On Point On Slacking
Wellington Grey writes "This week the NPR show On Point has an excellent episode exploring slacking and the American work ethic. (note that it's audio) It touches on some issues that may be of interest to geeks such as outsourcing, the church of the subgenius and the eternal conflict between wanting to be a lazy bum and wanting to work hard. What do slashdotters think: does America need more slack or more work?" It is summer vacation after all, right?
Funny, but I am in the process of trying to figure out how to schedule the work I need to get done this summer around my european counterparts 8 weeks of vacation. Eight weeks, not including holidays! Funny, they never get labeled as lazy.
One day a gang of energetic citizens was diggin a trench with their hands, but a slacker said "That's too much work" and went off and invented the shovel.
Time passes. Hard-working men are digging a canal with shovels. A slacker stayed home one day and invented the backhoe.
Etc.
Eli Whitney? Slacker. Too lazy to lift a flail.
Fulton? Too slack to row.
Edison? A slacker with good a good PR department.
If Slashdot were chemistry it would look like this:Cadaverine
I've found that in all of my jobs there are people willing to work and do their job and their are people who will just do what they need to get by.
Interesting. Are you saying people should do more than they should be paid to do? Personally I subscribe to work smarter, not harder. I find that people that are preceived as working hard do well.

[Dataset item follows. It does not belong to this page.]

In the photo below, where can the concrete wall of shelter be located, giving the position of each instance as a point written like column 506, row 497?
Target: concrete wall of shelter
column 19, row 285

My dad was a workaholic. He was a lawyer in the morning, fixed computers in the afternoon and worked on mainframes at NASA during the night. (He believed what the Navy told him...i.e. that he only needed 4 hours of sleep.)
My parents got a divorce after 24 years. 24 years sounds nice except I was 14 and I have to wonder if I and my mother would have had a better relationship with my dad if he had just cut back on the working....been around the house more.

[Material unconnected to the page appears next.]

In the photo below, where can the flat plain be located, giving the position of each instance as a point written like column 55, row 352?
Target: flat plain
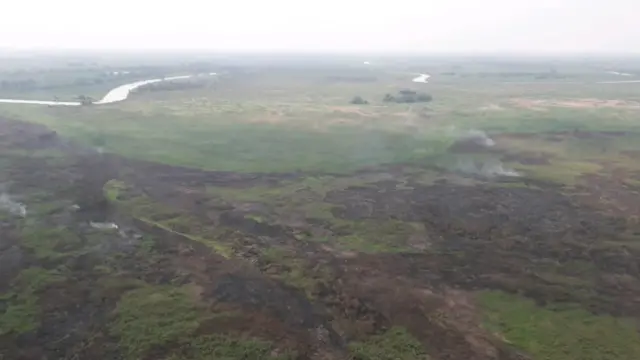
column 265, row 213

Then there was my father-in-law. He's dead now. He worked multiple jobs too to take care of the family (3 daughters.) He died at 47 from colon cancer. His big plan was to retire and enjoy life.
Personally I'd rather see less GNP and more GNH (Gross National Happiness) Working hard should never be a goal. Working smart and being happy should be.

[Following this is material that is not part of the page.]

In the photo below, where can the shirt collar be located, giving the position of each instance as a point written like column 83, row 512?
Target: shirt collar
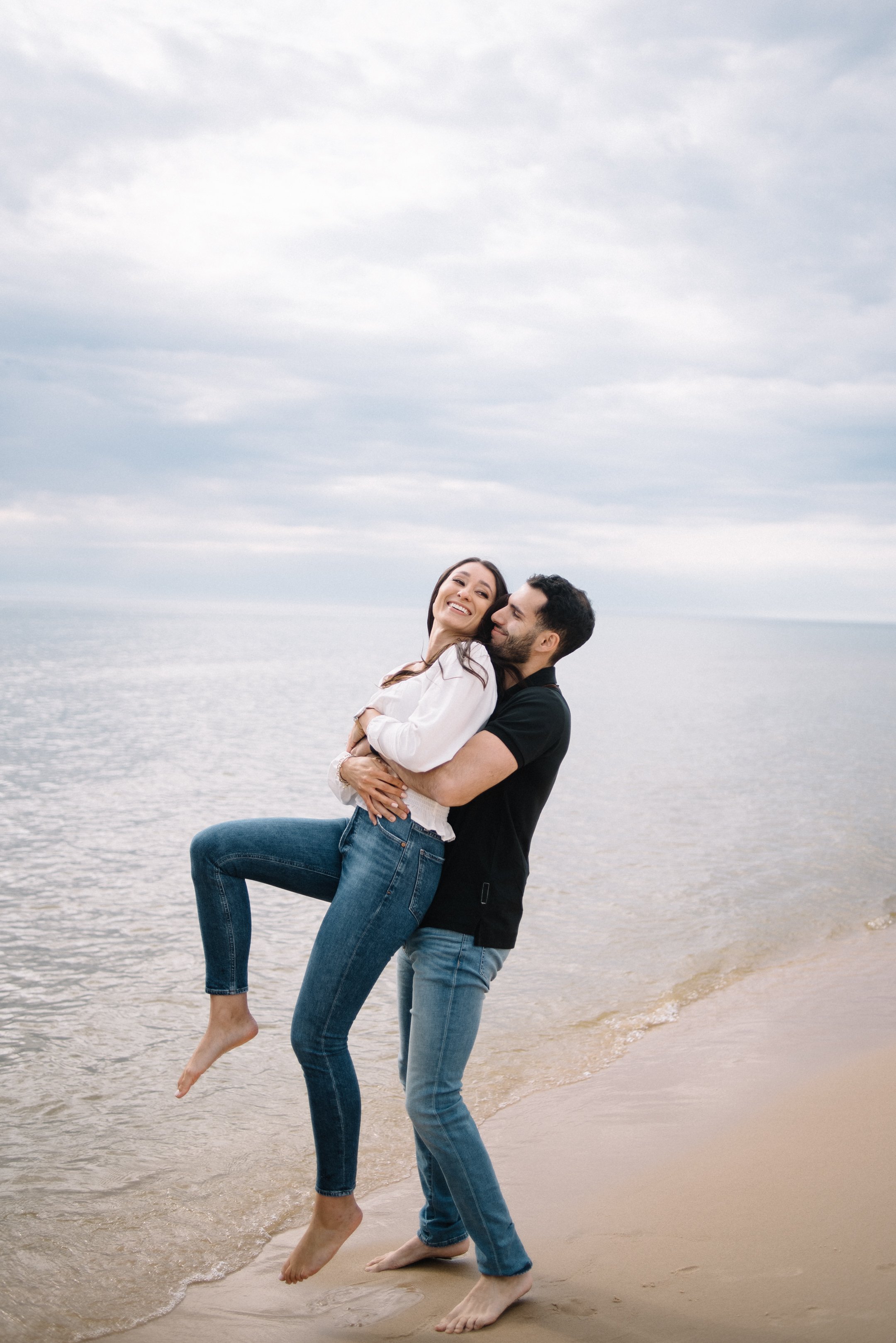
column 545, row 677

"Only one thing, is impossible for god: to find any sense in any copyright law on the planet." Mark Twain
I had occasion recently to travel with the president of the company I work for to attend some meetings (bleah). After the meetings, over a beer, he asked me what I thought of him taking the entire company (~100 employees) to a mandatory 30-hour work week.
My twofold response was:
1. Sign me up.
2. You won't notice a drop in overall output (ie, perceived productivity would go up).
He agreed with me on point #2.
It remains to be seen if he will go through with his nefarious plan. I sure hope he does.
In the course of every project, it will become necessary to shoot the scientists and begin production.